While the wrath of God will flare up from time-to-time, His mercy endures forever. In 539 BC, God sends a pagan king, Cyrus of Persia, to deliver his people from bondage. The Second Book of Chronicles tells us that the Lord inspired Cyrus to issue a proclamation which states that all kingdoms of the earth were given to him by the Lord, the God of Heaven, and that God had charged him to rebuild the Temple in Jerusalem.

God did not raise up one of the chosen people like He had while His people were in bondage in Egypt, but sent a pagan king to set His people free. Based upon the proclamation issued, there is no doubt that Cyrus believes that he was a Divine instrument.

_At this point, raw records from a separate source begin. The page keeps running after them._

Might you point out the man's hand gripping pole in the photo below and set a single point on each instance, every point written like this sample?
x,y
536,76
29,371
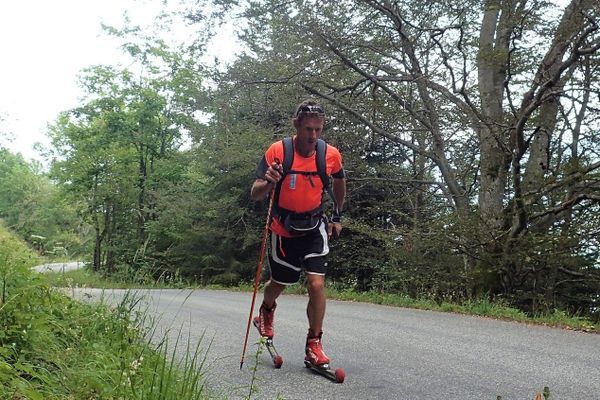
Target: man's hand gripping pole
x,y
259,269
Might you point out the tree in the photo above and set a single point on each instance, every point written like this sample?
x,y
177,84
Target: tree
x,y
471,104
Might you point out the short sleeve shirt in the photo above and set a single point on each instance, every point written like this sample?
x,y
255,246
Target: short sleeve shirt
x,y
300,193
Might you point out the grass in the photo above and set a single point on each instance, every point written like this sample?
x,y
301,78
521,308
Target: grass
x,y
53,347
482,307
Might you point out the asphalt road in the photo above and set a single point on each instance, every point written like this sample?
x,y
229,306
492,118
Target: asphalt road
x,y
387,352
59,267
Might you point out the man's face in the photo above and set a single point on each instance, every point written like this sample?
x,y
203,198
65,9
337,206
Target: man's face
x,y
308,130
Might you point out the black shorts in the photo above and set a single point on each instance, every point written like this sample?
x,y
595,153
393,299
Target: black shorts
x,y
289,256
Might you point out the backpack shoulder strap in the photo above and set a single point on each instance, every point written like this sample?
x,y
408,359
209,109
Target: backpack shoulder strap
x,y
288,160
288,154
322,169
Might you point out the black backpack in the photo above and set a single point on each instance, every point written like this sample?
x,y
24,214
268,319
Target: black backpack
x,y
310,220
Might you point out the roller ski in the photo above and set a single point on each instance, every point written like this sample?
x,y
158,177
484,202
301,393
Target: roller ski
x,y
317,361
264,324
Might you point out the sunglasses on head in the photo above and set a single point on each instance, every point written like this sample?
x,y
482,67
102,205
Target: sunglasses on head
x,y
310,109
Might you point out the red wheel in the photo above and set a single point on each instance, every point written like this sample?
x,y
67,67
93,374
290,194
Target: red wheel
x,y
278,361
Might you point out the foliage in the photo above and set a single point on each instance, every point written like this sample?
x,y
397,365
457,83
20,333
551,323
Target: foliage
x,y
31,205
468,131
453,147
52,347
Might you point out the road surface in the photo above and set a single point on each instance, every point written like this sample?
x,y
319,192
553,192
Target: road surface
x,y
59,267
387,352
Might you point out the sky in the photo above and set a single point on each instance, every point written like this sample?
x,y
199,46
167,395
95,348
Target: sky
x,y
44,45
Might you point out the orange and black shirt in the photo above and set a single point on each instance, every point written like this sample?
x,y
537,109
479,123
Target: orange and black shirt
x,y
300,193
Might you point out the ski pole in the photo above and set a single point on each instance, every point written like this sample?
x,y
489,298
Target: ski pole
x,y
258,272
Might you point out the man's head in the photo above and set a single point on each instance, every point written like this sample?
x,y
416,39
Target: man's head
x,y
308,109
308,121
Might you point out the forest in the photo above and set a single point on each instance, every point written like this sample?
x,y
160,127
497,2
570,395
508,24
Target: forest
x,y
470,132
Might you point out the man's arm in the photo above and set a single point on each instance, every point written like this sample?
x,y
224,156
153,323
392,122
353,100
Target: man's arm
x,y
262,186
339,192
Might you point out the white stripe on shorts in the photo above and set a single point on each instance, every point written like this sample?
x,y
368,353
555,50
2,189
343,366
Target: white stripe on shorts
x,y
325,244
274,241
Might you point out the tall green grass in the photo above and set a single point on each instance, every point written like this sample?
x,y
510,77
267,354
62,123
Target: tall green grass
x,y
53,347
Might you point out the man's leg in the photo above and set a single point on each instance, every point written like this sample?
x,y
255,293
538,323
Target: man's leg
x,y
272,292
316,303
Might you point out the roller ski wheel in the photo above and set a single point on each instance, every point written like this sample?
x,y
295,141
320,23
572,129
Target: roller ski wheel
x,y
275,357
325,370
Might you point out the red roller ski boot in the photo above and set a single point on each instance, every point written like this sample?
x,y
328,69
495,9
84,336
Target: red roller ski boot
x,y
264,323
317,360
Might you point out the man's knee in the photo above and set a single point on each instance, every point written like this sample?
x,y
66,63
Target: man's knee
x,y
315,283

God raised Cyrus up to do His bidding to prove to him and the entire world who is the true God! God went before Cyrus, paving the way for his victories and policies so that His will and His plan would move forward. We should be able to look back at history and see how God worked to bring all the necessary elements into place for His purpose to be fulfilled.

After God used Nebuchadnezzar to punish His people, He raised Cyrus to deliver them from their captivity in Babylon and return them to their homeland. For the real Christ to be born in Bethlehem as the prophecy states, Jews had to be living in Judea. He also inspired Cyrus to institute his conciliatory policy toward foreign religions so that a Temple could be built to which His Son could come. And among other points, Jerusalem had to be rebuilt so Jesus could die outside the city for our sins.

No other “god” can do these things! Only the Most High God, the Almighty Sovereign of the universe can work out events over such long periods of time. He can take sinful men who have never even desired a relationship with Him and cause them to do His will and bring about His purpose.

The Most High God can call upon anyone to guarantee that His will is accomplished. While we may not be in the same position as King Cyrus, that does not mean that God will not call upon us as well.

God’s mercy upon His chosen people extends to us by virtue of our relationship to His son, Jesus Christ. There have been times in our lives when God seemed distant from us, but it is at those times when God is closer to us than we could ever imagine. Our relationship with God is not based solely upon feelings of closeness, but upon a loving covenant bond which nothing will ever destroy. The bond we have with God, by virtue of our baptism, transcends time and place and is based upon the strongest bond of all, love.

This Holy Season of Lent gives us an opportunity to rekindle that love relationship we have with God which may been wounded by our sinful actions.

Let us make the following prayer from the Jewish High Holidays our own Avinu Malkenu, honeinu v’aneinu, ki ein banu ma’asi, Aseh imanu tzedakah v’hesed v’hoshiyanu (Our Father, Our King, be gracious to us and answer us for we are unworthy, deal with us in charity and loving kindness and save us now) as we prepare to celebrate the Easter Mysteries with the joy of the Holy Spirit.